Onze ondergrond werd aangedamd en vlak gemaakt door de tuinaannemer, die ook de precieze locatie van de serre aanduidde met een aantal referentielijnen.


Man 2

(Berwout)
De serre moet eigenlijk volgens wetgeving op een meter van de grens staan. Dat valt eigenlijk onder bijgebouwen en constructies… en mag op een meter van de grens als je een vergunningsvrije constructie of een bijgebouw plaatst. Dus dat is wel heel belangrijk om dat af te meten. Want ik weet dat dit hier met een landmeter afgemeten is geweest, dat is duidelijk leesbaar, er is daar geen discussie of geen twijfel over.

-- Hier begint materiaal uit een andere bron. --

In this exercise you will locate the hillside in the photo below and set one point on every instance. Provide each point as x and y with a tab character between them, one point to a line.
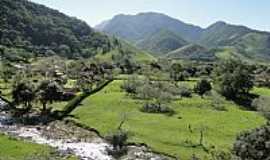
222	34
144	28
137	27
192	52
162	42
36	29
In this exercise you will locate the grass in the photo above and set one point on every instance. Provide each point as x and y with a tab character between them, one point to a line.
104	110
261	91
12	149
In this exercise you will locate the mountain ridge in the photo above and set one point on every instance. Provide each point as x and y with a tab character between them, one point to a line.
219	34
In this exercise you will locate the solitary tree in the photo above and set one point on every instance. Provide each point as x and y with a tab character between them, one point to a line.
233	79
23	93
253	145
48	92
202	87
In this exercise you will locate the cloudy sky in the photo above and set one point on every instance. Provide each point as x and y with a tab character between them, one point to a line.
252	13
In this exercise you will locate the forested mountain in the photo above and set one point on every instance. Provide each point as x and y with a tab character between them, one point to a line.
140	29
37	29
221	34
163	41
192	52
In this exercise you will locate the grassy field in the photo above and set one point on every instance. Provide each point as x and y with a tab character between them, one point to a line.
104	110
261	91
11	149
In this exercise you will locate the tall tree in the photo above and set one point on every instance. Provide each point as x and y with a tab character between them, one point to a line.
233	79
23	93
48	92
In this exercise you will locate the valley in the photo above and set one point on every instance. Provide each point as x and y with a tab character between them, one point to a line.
135	87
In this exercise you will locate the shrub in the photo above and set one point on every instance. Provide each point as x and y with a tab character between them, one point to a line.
119	143
218	102
202	87
185	91
253	145
262	104
233	79
156	108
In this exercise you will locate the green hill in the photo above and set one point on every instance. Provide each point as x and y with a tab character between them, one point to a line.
192	52
41	30
162	42
138	27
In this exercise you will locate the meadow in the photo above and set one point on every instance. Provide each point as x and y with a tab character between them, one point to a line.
174	135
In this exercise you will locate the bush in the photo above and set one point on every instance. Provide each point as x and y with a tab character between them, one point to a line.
185	92
233	79
119	142
155	108
254	145
202	87
218	102
262	104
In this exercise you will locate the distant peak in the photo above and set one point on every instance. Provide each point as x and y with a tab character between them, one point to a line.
219	23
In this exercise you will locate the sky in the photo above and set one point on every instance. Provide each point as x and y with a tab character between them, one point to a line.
252	13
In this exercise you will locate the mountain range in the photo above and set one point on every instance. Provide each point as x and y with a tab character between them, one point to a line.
30	28
161	35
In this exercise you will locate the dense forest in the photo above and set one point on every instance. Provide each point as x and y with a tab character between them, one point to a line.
39	30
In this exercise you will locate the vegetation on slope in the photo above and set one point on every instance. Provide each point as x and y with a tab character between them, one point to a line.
162	42
192	52
41	30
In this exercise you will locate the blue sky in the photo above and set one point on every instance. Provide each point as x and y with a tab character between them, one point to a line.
252	13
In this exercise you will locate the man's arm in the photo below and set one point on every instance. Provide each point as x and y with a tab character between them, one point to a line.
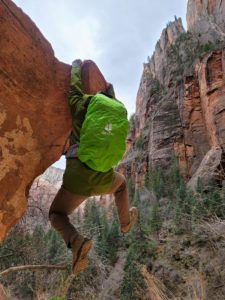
76	94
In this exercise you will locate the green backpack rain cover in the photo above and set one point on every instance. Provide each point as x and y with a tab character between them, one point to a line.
103	133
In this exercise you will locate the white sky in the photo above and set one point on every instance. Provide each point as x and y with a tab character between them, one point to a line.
118	35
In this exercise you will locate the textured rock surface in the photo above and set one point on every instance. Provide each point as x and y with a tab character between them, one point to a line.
205	18
208	170
180	111
34	115
41	195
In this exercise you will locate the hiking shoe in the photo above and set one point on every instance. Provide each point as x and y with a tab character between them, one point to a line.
80	260
133	219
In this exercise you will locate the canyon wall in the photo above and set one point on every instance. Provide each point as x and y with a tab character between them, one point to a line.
34	115
180	106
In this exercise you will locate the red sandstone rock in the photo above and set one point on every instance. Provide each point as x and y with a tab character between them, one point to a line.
34	115
206	19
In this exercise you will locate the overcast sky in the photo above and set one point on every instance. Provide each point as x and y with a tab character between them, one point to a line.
118	35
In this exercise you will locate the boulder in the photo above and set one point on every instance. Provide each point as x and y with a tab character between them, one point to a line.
35	119
34	116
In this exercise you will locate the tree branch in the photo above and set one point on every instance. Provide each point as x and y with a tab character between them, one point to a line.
32	267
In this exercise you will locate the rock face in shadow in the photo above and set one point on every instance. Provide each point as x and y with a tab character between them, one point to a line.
34	115
180	112
206	19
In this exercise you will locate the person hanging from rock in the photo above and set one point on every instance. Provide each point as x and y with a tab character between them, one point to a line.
97	143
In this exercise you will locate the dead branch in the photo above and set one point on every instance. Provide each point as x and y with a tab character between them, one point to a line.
32	267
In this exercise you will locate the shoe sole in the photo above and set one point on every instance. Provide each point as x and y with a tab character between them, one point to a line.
82	261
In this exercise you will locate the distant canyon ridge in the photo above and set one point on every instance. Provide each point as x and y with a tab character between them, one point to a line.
180	109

Verdere constructies, verhardingen… moet je eigenlijk ongeveer op een halve meter van de grens blijven, dan zitten we allemaal binnen het wetgeeflijke.
Door met een aantal metserstouwen de exacte plaats van op het tuinplan over te zetten in de tuin, weten de plaatsers meteen waar de serre moet komen.

Man 1
Ze beginnen altijd eerst met de basis van de serre. Dan gaan ze de zijkanten opbouwen, dan beginnen ze het dak op te bouwen, eventueel de bevestiging naar de muur toe… Eens de aluminium constructie staat, dan beginnen ze de beglazing erin te zetten, de rubberen afdichting, de afvoerbuisjes, de deuren… Dan doen ze eigenlijk de fijne afwerking.

De basisprofielen van de serre moeten nu eerst geplaatst worden. Die steunen volledig op de ondergrond en moeten mooi vlak liggen, zodat je een rechte basis hebt om je serre op te bouwen.
Door de serre volledig op de vaste grond te laten rusten, creëren we – in tegenstelling tot wat velen zouden vermoeden – een heel stevige constructie.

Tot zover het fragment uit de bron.